I found the format actually needs the below in order to import using the build-it import function:
{"Item": {"id": {"N": "0"}, "admin": {"S": "fname"}, "type": {"S": "lname"}}}
{"Item": {"id": {"N": "1"}, "admin": {"S": "fname"}, "type": {"S": "lname"}}}
To get it to this format, I did have to go through a few hoops. First, I used 'export-dyanmodb' script found here:
https://github.com/truongleswe/export-dynamodb
This script would also export each entry as one file, so I have to parse each file, convert the multiple-lines into a single line like above and put it in one file.
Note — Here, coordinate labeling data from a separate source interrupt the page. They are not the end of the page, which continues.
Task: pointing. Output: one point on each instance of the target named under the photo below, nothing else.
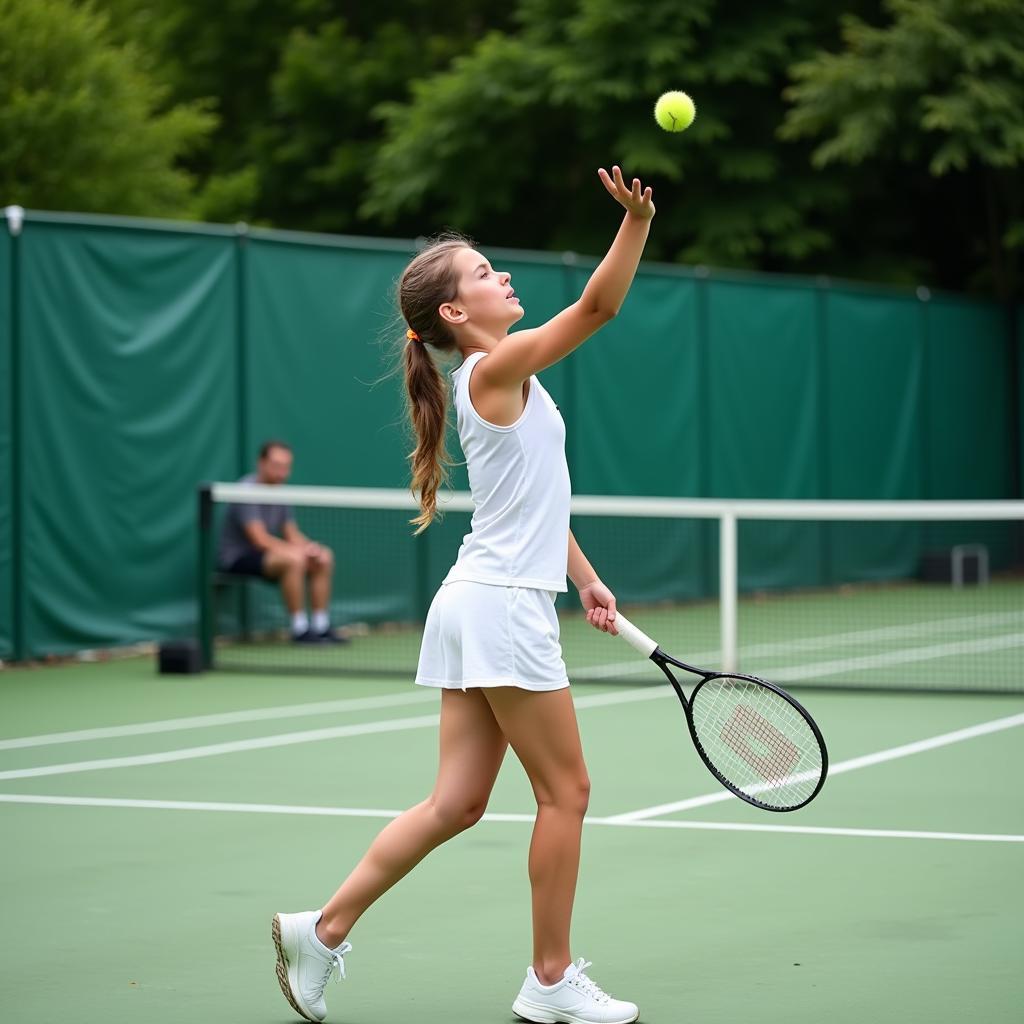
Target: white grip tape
(637, 638)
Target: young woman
(491, 639)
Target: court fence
(864, 595)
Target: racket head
(760, 742)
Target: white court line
(306, 736)
(352, 812)
(814, 671)
(223, 718)
(996, 725)
(622, 696)
(634, 666)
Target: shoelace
(336, 962)
(587, 985)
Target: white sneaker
(574, 999)
(304, 964)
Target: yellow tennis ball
(675, 111)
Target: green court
(153, 825)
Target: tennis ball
(675, 111)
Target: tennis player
(491, 639)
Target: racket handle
(636, 637)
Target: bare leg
(543, 731)
(321, 576)
(472, 748)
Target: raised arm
(525, 352)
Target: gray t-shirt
(233, 542)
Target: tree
(507, 140)
(937, 92)
(83, 126)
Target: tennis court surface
(153, 824)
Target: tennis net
(873, 595)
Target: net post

Here is my sample script I used to do that:
import json
import os
files = os.listdir("./dump/<table>/data")
for filename in files:
f = open('./dump/<table>/data/' + filename, 'r')
json_file = json.loads(f.read())
for line in json_file['Items']:
item = {}
item['Item'] = line
with open('<table>.json','a') as f2:
f2.write(json.dumps(item)+"\n")
f2.close()
f.close()
After the records were in one text file I could then use gzip to compress the file to save some space.